Editor’s Note
The Agricultural Bank of China has announced an adjustment to the margin ratio for its personal precious metal trading business, citing heightened market volatility and risk. This move is intended to safeguard investor interests.

On February 25, the Agricultural Bank of China (ABC) issued a “Notice on Adjusting the Margin Ratio for Deferred Contracts of Personal Precious Metal Trading Business Acting as Agent for the Shanghai Gold Exchange.” Due to intensified price fluctuations in the international precious metals market and increased market risks for personal clients’ precious metal trading businesses, ABC announced that to effectively protect investor interests, starting from the close and settlement on Thursday, February 26, 2026, the margin ratio for Au (T+D), mAu (T+D), and Ag (T+D) contracts will be adjusted from 80% to 100%.
The latest notice from ABC states that due to recent intensified price fluctuations in the international precious metals market and increased market risks for personal clients’ precious metal trading businesses, the bank has decided to adjust the margin ratio for Au (T+D), mAu (T+D), and Ag (T+D) contracts from 80% to 100%, effective from the close and settlement on Thursday, February 26, 2026. Further adjustments to the margin ratios for related contracts will be notified separately.
The bank’s precious metal deferred trading business is conducted in the form of margin trading, which involves leverage and carries relatively high risks. Banks can adjust the trading margin ratios for various contract types. When an investor’s account has insufficient trading margin, they cannot open new positions or buy spot; they can only close positions or sell spot. According to trading rules and relevant agreements, the bank may execute forced liquidation on an investor’s open positions until the agreed trading margin ratio requirements are met.
It is noted that not only ABC has recently adjusted the margin ratios for precious metal deferred contracts, but other major banks including the Industrial and Commercial Bank of China (ICBC), China Construction Bank (CCB), and Bank of China (BOC) have also made adjustments to this business.
ICBC notified on February 25 that it will adjust the trading margin ratio for deferred contracts acting as agent for personal clients. Starting from the close and settlement on Friday, February 27, 2026, the standard trading margin ratio for contracts including Au (T+D), mAu (T+D), Au (T+N1), Au (T+N2), NYAuTN06, and NYAuTN12 will be adjusted from 80% to 100%, with differentiated margins adjusted in the same direction and magnitude. The standard trading margin ratio for Ag (T+D) contracts will also be adjusted from 80% to 100%, with differentiated margins adjusted accordingly.
A lower margin ratio corresponds to a higher leverage multiplier. Raising the margin ratio to 100% reduces the corresponding leverage multiplier to 1.

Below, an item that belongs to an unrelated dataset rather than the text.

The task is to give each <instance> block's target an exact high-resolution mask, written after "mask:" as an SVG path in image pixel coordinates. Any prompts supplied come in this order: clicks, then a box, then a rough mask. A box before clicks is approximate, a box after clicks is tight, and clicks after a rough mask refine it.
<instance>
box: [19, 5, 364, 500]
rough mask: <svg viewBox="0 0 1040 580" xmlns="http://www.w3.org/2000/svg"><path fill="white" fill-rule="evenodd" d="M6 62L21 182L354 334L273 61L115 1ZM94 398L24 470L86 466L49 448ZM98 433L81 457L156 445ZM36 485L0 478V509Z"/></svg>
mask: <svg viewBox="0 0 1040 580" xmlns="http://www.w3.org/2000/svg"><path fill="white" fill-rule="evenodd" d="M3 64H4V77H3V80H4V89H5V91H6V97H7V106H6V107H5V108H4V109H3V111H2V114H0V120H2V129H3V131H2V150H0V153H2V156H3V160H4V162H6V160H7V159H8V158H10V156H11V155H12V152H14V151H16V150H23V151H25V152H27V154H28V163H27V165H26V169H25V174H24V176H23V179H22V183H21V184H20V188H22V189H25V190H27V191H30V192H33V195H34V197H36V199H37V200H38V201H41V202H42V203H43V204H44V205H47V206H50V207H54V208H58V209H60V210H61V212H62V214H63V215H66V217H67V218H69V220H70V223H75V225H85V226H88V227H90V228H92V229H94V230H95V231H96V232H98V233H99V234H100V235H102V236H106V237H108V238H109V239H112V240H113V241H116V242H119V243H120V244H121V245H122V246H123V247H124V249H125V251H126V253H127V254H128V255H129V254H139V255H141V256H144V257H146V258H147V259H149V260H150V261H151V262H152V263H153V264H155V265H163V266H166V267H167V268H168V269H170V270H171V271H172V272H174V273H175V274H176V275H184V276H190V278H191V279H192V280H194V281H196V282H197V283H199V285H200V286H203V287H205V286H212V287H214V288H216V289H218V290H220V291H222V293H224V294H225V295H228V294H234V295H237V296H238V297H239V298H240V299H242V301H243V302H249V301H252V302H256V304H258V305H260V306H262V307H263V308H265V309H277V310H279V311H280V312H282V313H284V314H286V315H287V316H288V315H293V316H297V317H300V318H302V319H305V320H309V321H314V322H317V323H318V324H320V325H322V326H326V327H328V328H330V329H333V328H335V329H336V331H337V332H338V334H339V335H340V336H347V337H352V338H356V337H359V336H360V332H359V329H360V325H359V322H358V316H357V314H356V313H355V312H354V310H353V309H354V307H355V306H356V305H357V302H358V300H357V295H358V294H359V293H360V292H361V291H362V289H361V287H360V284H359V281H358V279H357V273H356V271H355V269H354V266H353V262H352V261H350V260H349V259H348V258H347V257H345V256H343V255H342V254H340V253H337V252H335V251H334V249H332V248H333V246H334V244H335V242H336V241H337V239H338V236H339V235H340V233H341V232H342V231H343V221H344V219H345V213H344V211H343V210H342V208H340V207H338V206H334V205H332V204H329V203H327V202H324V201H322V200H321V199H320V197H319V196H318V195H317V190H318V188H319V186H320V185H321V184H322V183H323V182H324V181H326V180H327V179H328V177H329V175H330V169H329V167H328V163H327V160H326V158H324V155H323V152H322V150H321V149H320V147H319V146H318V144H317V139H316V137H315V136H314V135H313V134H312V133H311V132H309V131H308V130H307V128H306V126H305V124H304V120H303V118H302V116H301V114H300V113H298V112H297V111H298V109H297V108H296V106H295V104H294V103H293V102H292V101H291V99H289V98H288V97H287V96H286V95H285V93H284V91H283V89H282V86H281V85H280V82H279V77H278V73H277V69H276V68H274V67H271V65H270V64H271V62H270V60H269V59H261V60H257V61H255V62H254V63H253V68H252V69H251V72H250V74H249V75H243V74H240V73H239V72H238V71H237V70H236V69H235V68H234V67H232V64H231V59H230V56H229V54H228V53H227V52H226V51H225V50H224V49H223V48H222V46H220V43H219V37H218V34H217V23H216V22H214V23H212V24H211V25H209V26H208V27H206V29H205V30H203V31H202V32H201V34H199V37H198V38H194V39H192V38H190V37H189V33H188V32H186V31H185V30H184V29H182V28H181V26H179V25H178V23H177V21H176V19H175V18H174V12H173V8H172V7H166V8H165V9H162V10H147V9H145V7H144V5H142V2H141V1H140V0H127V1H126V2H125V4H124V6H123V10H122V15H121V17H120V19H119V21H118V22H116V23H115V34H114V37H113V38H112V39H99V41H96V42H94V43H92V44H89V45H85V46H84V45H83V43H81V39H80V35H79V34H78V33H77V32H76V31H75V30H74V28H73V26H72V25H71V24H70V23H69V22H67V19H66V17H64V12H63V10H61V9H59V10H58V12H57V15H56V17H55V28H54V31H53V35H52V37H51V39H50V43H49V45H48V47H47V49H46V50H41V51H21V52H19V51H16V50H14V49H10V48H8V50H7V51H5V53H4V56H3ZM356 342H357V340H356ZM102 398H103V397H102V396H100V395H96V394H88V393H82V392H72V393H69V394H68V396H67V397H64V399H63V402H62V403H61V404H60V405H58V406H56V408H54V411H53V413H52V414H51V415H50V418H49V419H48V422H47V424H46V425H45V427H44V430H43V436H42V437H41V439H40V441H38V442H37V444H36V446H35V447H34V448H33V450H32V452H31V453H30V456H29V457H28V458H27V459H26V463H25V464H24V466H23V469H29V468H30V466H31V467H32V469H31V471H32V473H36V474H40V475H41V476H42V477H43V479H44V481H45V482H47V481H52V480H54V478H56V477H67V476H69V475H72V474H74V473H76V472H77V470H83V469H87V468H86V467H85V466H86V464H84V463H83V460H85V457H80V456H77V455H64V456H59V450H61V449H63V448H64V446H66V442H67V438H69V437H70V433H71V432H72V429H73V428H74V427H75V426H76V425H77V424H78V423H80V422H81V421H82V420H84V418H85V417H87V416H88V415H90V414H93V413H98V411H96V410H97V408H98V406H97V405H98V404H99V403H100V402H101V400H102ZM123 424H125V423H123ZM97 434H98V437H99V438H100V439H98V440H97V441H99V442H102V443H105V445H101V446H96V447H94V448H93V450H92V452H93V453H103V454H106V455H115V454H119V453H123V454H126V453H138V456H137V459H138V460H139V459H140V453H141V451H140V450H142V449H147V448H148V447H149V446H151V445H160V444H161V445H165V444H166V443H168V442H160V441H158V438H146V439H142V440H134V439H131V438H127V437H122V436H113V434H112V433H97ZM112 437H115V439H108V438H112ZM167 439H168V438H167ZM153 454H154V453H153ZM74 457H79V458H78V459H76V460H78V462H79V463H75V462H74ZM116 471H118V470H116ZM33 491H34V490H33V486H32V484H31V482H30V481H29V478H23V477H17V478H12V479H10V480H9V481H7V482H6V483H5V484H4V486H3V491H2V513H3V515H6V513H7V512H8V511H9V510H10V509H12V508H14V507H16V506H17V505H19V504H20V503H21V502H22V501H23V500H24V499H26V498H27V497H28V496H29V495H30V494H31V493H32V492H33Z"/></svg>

On February 25, gold prices rebounded again, with the London spot gold price breaking through $5,190 per ounce intraday. Industry insiders pointed out that the current gold price movement is merely a rebound, not a trend reversal.
Looking ahead to 2026, the Qu Rui team at Dongfang Jincheng analyzed that under the trend of reshaping gold’s pricing logic and evolving role, the fundamental factors that previously supported the rise in gold prices will continue to play a role. Specifically, under the core principle of so-called “America First,” the Trump administration will continue to promote the reshoring of manufacturing to the U.S. and take more measures in response to midterm elections, such as pushing the Federal Reserve to cut interest rates and increasing fiscal spending. Meanwhile, tariffs and military threats will remain the Trump administration’s primary means of competing for foreign interests and overseas resources. This will lead to continued adjustment, differentiation, and reorganization of the global political and economic order, with significant uncertainty remaining in the international situation. Consequently, factors such as the long-term and normalized geopolitical risks, impaired U.S. dollar credibility, intensified U.S. fiscal risks, the continuation of the Fed’s interest rate cut cycle, and strategic gold purchases by central banks worldwide will continue to affect the gold market and support higher gold prices.

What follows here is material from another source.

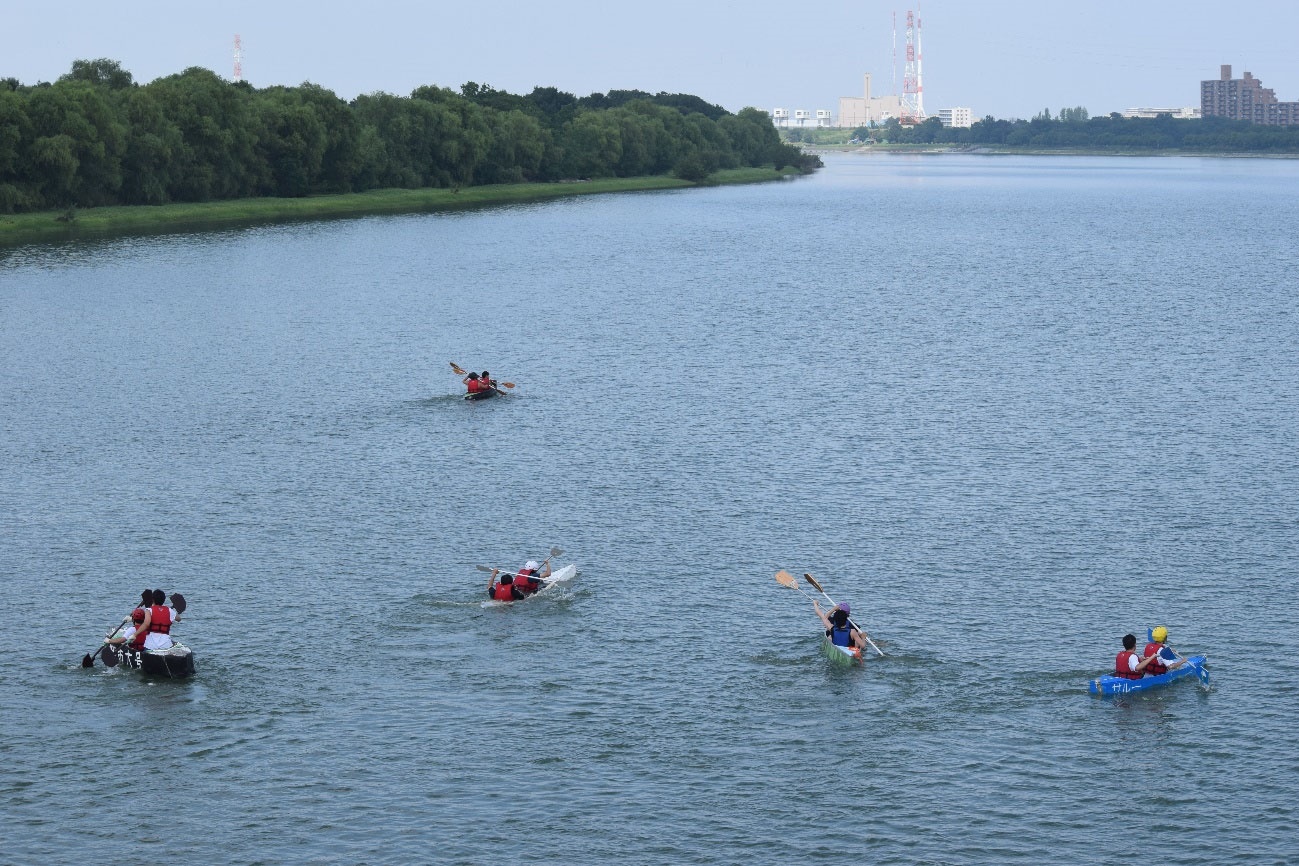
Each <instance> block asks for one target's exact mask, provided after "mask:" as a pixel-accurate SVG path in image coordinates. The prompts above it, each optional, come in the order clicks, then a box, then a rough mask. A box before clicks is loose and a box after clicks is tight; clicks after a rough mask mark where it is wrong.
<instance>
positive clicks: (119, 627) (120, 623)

The Qu Rui team judges that the international gold price is expected to rise to $6,000 per ounce in 2026, but it is important to note that price volatility will increase. With the rapid rise in gold prices and accumulated significant gains, market sentiment has become more sensitive and is prone to sharp fluctuations due to news-driven disturbances, leading to intensified gold price volatility.

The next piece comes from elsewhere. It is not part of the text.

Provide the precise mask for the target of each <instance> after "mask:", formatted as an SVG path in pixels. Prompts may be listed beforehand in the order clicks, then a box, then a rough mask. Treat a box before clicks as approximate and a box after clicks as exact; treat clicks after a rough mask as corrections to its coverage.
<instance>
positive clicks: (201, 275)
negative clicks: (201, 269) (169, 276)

The Qu Rui team pointed out that the Fed’s interest rate cuts and the development of rate cut expectations are important forces driving gold prices higher. In 2025, against the backdrop of a continuously weakening U.S. labor market, economic softness, and inflation approaching target levels, the Fed restarted its rate cut cycle in September and cut rates three times consecutively, reducing the federal funds rate by 75 basis points for the year to the target range of 3.50%–3.75%. In 2026, the Fed will still be in the process of a rate cut cycle, which will continue to provide support for gold prices, but there is significant uncertainty regarding the magnitude and path of the rate cuts.